The Reykjavik File: Previously Secret Documents from U.S. and Soviet Archives on the 1986 Reagan-Gorbachev Summit (via the National Security Archive of George Washington University).

The Cold War International History Project

The Cold War Museum: 1980s

The Age of Reagan: A History, by Sean Wilentz (2008)

by Dolph Briscoe IV

Historians often define political periods in the United States according to the dominant president of the era. Arthur M. Schlesinger, Jr., most famously wrote of an Age of Jackson, and other scholars have proposed Ages of Jefferson, Lincoln, and Franklin D. Roosevelt. Sean Wilentz adds another chapter to this genre, labeling the last quarter of the twentieth century after Ronald Reagan, with his book The Age of Reagan: A History, 1974-2008. From the 1974 Watergate scandal until 2008 when Barack Obama was elected to the presidency, the U.S. witnessed the triumph of political conservatism. Ronald Reagan harnessed conservative angst to win the White House, pursued conservative polices as president both domestically and internationally, and left a legacy his conservative political successors attempted to continue, with mixed results.

41tW9b7OIMLThe Age of Reagan provides a valuable overview of recent U.S. political history. During the 1970s both major political parties experienced internal divisions.

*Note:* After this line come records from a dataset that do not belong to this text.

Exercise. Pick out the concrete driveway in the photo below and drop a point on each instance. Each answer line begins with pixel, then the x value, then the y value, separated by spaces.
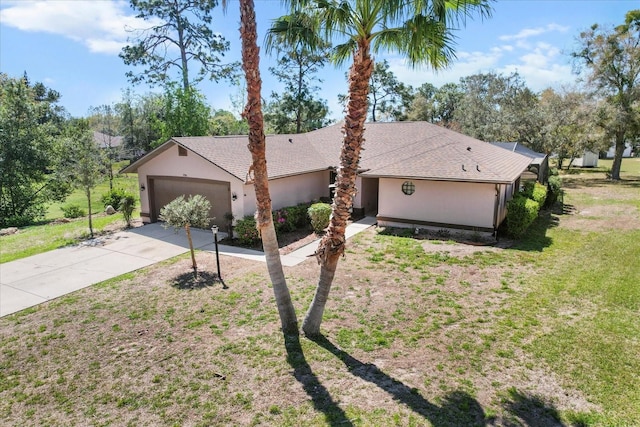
pixel 30 281
pixel 39 278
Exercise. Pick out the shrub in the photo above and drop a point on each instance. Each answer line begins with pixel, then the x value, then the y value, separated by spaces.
pixel 539 194
pixel 127 205
pixel 521 212
pixel 554 190
pixel 291 218
pixel 246 231
pixel 319 213
pixel 113 197
pixel 72 211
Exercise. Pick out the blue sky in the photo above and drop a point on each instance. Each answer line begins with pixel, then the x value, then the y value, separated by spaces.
pixel 72 46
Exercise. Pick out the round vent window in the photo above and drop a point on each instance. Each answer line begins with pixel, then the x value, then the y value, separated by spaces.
pixel 408 188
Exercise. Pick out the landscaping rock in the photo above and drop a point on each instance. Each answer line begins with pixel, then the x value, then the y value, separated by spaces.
pixel 8 231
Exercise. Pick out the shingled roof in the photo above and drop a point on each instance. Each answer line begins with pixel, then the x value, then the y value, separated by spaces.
pixel 417 150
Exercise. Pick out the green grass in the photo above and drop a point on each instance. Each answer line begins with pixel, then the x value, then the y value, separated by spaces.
pixel 630 167
pixel 414 337
pixel 128 182
pixel 48 235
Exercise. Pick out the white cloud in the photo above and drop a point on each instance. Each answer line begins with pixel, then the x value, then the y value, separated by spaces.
pixel 526 33
pixel 100 25
pixel 468 63
pixel 541 67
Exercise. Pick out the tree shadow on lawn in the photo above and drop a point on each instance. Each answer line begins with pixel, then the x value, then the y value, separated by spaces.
pixel 458 408
pixel 533 411
pixel 578 182
pixel 322 400
pixel 189 281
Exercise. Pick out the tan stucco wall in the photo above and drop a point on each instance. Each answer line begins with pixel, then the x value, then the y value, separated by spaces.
pixel 290 191
pixel 467 204
pixel 169 164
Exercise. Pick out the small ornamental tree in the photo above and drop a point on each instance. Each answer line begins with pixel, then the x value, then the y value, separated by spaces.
pixel 190 212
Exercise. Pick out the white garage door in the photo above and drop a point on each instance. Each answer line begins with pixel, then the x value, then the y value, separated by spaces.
pixel 164 190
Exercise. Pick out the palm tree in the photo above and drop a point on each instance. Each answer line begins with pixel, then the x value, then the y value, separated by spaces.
pixel 253 114
pixel 419 29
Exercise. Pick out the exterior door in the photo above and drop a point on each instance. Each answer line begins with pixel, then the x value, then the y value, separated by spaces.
pixel 165 189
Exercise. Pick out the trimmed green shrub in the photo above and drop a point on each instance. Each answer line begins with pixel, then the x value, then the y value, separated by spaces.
pixel 126 206
pixel 319 213
pixel 554 190
pixel 73 211
pixel 291 218
pixel 247 231
pixel 539 194
pixel 113 197
pixel 521 212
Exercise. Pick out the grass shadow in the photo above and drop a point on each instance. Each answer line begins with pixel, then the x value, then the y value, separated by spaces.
pixel 204 279
pixel 458 408
pixel 532 411
pixel 322 400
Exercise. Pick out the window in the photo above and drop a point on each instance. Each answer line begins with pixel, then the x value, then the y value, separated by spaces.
pixel 408 188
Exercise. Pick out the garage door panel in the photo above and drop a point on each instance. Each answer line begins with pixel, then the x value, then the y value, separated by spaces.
pixel 166 190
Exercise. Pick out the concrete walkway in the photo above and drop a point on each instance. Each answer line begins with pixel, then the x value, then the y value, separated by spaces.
pixel 30 281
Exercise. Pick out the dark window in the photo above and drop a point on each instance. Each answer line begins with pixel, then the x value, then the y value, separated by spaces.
pixel 408 188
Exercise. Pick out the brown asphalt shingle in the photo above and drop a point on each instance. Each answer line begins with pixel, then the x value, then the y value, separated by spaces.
pixel 417 150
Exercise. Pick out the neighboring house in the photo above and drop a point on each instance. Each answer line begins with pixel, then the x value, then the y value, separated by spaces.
pixel 611 152
pixel 412 174
pixel 588 160
pixel 539 167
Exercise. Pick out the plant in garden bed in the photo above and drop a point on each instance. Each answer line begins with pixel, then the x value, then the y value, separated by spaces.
pixel 187 213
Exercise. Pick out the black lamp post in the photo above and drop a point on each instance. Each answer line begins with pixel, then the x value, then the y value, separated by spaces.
pixel 214 230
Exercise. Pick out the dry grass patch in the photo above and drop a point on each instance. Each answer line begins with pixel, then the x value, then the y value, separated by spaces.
pixel 423 333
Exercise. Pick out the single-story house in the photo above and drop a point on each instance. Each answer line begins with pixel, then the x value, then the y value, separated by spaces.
pixel 611 152
pixel 588 159
pixel 411 174
pixel 539 166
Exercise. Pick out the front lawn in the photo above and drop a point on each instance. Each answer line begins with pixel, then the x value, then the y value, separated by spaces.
pixel 542 332
pixel 52 233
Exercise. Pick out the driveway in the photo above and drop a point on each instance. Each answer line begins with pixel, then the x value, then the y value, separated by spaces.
pixel 30 281
pixel 39 278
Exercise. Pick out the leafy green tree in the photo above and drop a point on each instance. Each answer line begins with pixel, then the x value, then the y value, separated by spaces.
pixel 140 119
pixel 185 114
pixel 181 26
pixel 104 120
pixel 421 30
pixel 224 122
pixel 182 212
pixel 257 146
pixel 296 109
pixel 495 107
pixel 389 99
pixel 84 163
pixel 30 150
pixel 446 99
pixel 611 58
pixel 570 126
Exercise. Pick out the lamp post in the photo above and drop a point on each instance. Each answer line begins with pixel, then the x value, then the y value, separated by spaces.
pixel 214 230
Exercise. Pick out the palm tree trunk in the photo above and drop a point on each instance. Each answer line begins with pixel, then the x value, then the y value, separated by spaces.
pixel 90 219
pixel 254 117
pixel 331 246
pixel 193 255
pixel 617 158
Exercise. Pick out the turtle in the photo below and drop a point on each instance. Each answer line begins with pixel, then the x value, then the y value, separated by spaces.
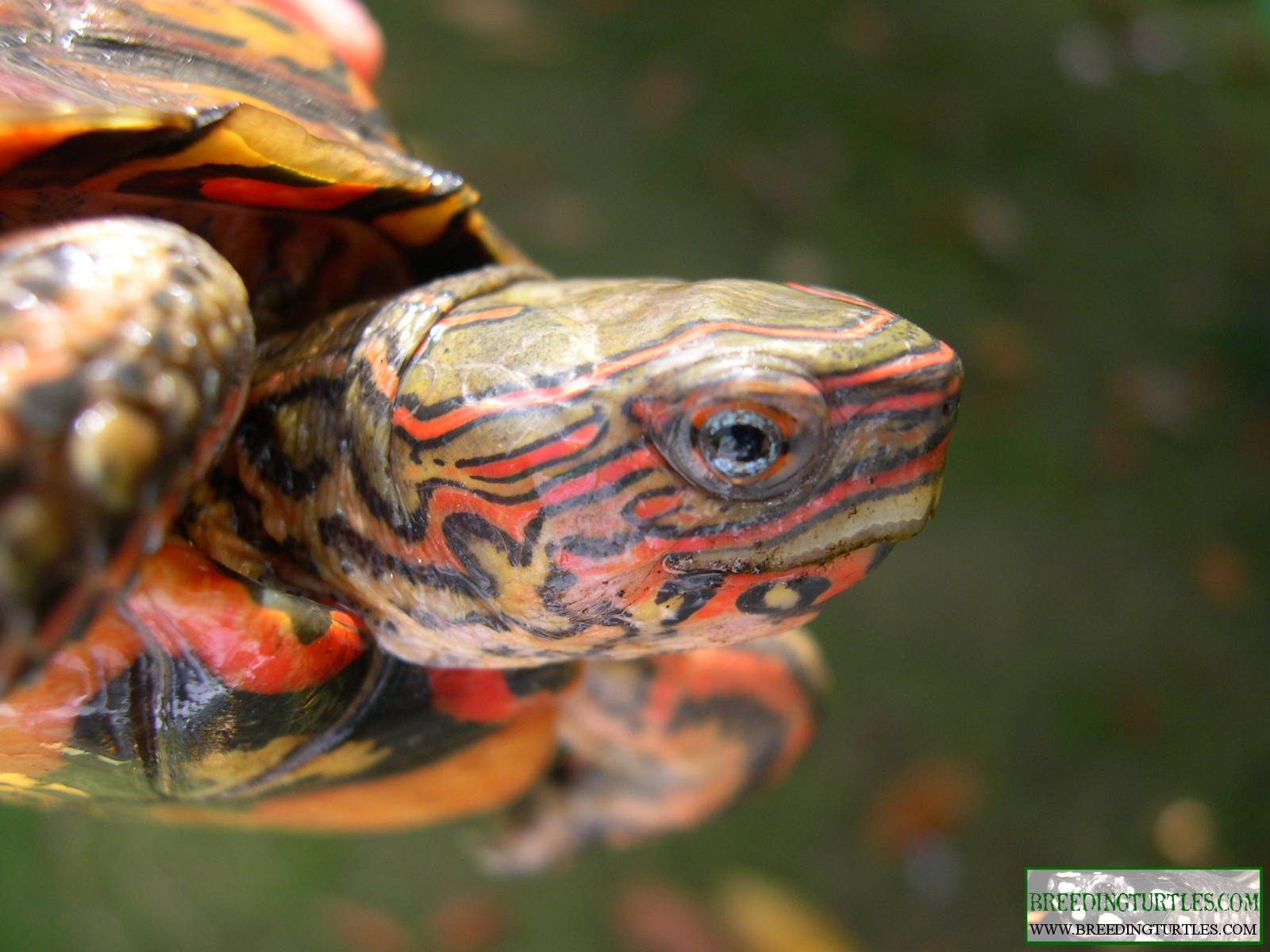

Conservative Republicans criticized Nixon, Gerald Ford, and Henry Kissinger’s pursuit of détente with the Soviet Union as dangerously weak foreign policy. Liberal Democrats railed against Jimmy Carter’s ineffective leadership in solving the nation’s economic and social problems. Americans turned away from moderates in both parties and looked to conservatism when they elected Ronald Reagan president in 1980. Reagan succeeded in entrenching conservatism within the federal government, particularly with his judicial appointees and expansion of presidential power.

Yet the author correctly debunks much of the mythology surrounding Reagan, noting that his administration often pursued pragmatic policies, unable or unwilling to roll back much of the liberal reform of past years, and also encountered many setbacks, most notably with the Iran-Contra scandal.

The Age of Reagan goes on to describe the triumphs and travails of Reagan’s presidential successors. George H. W. Bush, less conservative than his predecessor, encountered difficulties in appealing to both the moderate and right-wing factions of his party. Bill Clinton, a self-described New Democrat, governed as a centrist following Republican capture of Congress in the 1994 elections, recognizing this as a requirement in a conservative age. Wilentz concludes with a brief overview of George W. Bush’s tumultuous presidency. During these years conservatism may already have been running on borrowed time, butevents of the Bush years, such as the controversial election of 2000, the disastrous Iraq War, the miserable response to Hurricane Katrina, and the dramatic collapse of the economy ultimately sounded the death knell for the Age of Reagan, as Americans rejected conservatism in favor of Barack Obama’s call for political change. Sean Wilentz’s The Age of Reagan is a fascinating narrative of recent U.S. history, and will prove engaging reading, especially in the aftermath of the 2010 elections.

Time will tell if the Age of Reagan truly is over. The emergence of right-wing groups such as the Tea Party and the continued popularity of demagogic figures like Rush Limbaugh and Glenn Beck suggest that the conservative movement will not exit quietly into the night. The current president and his supporters would have to convince Americans of the superiority of their policies, no small task. Their success or failure will determine whether the United States has entered a new period, perhaps an Age of Obama, or returns to the Age of Reagan.